Résumé de la décision
La SAS LAM a saisi le juge des référés pour demander la suspension de la décision du 28 février 2024, par laquelle la présidente du directoire de la Société Aéroport Martinique Aimé Césaire (SAMAC) a rejeté son offre pour la location de véhicules sur le site aéroportuaire. La SAS LAM a également demandé une injonction à la SAMAC de réexaminer son offre et la prise en charge de ses frais de justice. Le juge des référés a rejeté la requête, considérant que la SAS LAM n'avait pas établi l'urgence justifiant une intervention rapide, et que la décision contestée ne portait pas atteinte de manière irrémédiable à ses intérêts.
Arguments pertinents
1. Absence d'urgence : Le juge a souligné que la SAS LAM n'a pas démontré de manière concrète que la signature imminente de conventions avec d'autres sociétés aurait des conséquences irrémédiables sur sa situation économique. Il a noté que même si ces conventions étaient signées, cela ne priverait pas d'effet utile une éventuelle suspension de la décision contestée.
> "Il s'ensuit que, dans les circonstances de l'espèce, à supposer même que puisse être identifiée une atteinte grave et manifestement illégale à la liberté d'entreprendre, l'existence de la situation d'urgence extrême justifiant l'intervention du juge des référés dans le délai très bref de 48 heures prévu par l'article L. 521-2 du code de justice administrative n'est pas établie."
2. Rejet de la requête : En conséquence, le juge a rejeté la requête de la SAS LAM en application de l'article L. 522-3 du code de justice administrative, qui permet de rejeter une demande lorsque celle-ci ne présente pas un caractère d'urgence ou est manifestement mal fondée.
> "Il résulte de ce qui précède que la requête de la société Lam doit être rejetée en toutes ses conclusions par application de l'article L. 522-3 du code de justice administrative."
Interprétations et citations légales
1. Article L. 521-2 du code de justice administrative : Cet article permet au juge des référés d'ordonner des mesures nécessaires à la sauvegarde d'une liberté fondamentale lorsque l'urgence est justifiée. La SAS LAM a invoqué cet article pour demander la suspension de la décision de la SAMAC.
> "Saisi d'une demande en ce sens justifiée par l'urgence, le juge des référés peut ordonner toutes mesures nécessaires à la sauvegarde d'une liberté fondamentale..."
2. Article L. 522-3 du code de justice administrative : Cet article permet au juge de rejeter une demande qui ne présente pas un caractère d'urgence ou qui est manifestement mal fondée. Le juge a appliqué cet article pour justifier le rejet de la requête de la SAS LAM.

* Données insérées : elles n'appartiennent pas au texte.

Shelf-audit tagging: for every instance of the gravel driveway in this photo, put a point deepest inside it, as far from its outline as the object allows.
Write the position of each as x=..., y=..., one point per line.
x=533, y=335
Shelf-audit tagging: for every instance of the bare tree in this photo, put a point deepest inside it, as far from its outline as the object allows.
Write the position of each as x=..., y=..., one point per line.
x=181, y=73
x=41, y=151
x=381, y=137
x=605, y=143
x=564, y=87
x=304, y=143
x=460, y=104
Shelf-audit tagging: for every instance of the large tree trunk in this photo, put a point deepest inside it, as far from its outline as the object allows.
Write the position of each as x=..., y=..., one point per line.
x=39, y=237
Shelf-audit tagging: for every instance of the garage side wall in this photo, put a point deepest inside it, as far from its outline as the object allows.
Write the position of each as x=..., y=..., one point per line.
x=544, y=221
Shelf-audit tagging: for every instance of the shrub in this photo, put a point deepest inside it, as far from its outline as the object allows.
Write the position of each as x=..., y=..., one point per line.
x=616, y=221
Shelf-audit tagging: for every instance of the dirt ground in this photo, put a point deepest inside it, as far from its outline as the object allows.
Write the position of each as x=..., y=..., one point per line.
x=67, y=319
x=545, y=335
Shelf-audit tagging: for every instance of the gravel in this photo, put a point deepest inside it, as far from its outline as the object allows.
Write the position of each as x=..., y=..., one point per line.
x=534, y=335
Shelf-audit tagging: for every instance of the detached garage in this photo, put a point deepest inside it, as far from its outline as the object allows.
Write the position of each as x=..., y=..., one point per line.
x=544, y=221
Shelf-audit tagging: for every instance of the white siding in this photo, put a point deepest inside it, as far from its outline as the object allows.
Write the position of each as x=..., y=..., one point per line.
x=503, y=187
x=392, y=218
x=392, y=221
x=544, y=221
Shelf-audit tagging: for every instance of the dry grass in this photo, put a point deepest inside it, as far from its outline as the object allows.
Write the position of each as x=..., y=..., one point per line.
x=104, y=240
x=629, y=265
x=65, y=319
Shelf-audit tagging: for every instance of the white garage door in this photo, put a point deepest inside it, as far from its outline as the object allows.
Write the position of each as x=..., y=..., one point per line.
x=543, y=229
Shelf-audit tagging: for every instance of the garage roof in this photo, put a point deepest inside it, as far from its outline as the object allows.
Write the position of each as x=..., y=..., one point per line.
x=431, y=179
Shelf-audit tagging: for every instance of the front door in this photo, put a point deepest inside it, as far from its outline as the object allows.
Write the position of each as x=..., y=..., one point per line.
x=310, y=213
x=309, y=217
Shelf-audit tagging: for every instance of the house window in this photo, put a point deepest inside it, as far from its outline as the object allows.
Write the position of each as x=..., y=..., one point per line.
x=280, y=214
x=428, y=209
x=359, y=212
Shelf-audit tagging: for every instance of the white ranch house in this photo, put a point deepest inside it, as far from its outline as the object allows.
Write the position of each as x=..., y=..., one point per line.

> "Lorsque la demande ne présente pas un caractère d'urgence ou lorsqu'il apparaît manifeste, au vu de la demande, que celle-ci ne relève pas de la compétence de la juridiction administrative, qu'elle est irrecevable ou qu'elle est mal fondée, le juge des référés peut la rejeter par une ordonnance motivée..."
3. Distinction entre les procédures : Le juge a également fait référence à la distinction entre les procédures prévues par les articles L. 521-1 et L. 521-2, soulignant que les conditions d'application et les pouvoirs du juge des référés diffèrent selon la nature de la demande.
> "En distinguant les deux procédures prévues par les articles L. 521-1 et L. 521-2 du code de justice administrative, le législateur a entendu répondre à des situations différentes."
Cette décision illustre l'importance de la démonstration de l'urgence dans les demandes de référé, ainsi que la rigueur avec laquelle le juge des référés examine les circonstances entourant chaque cas.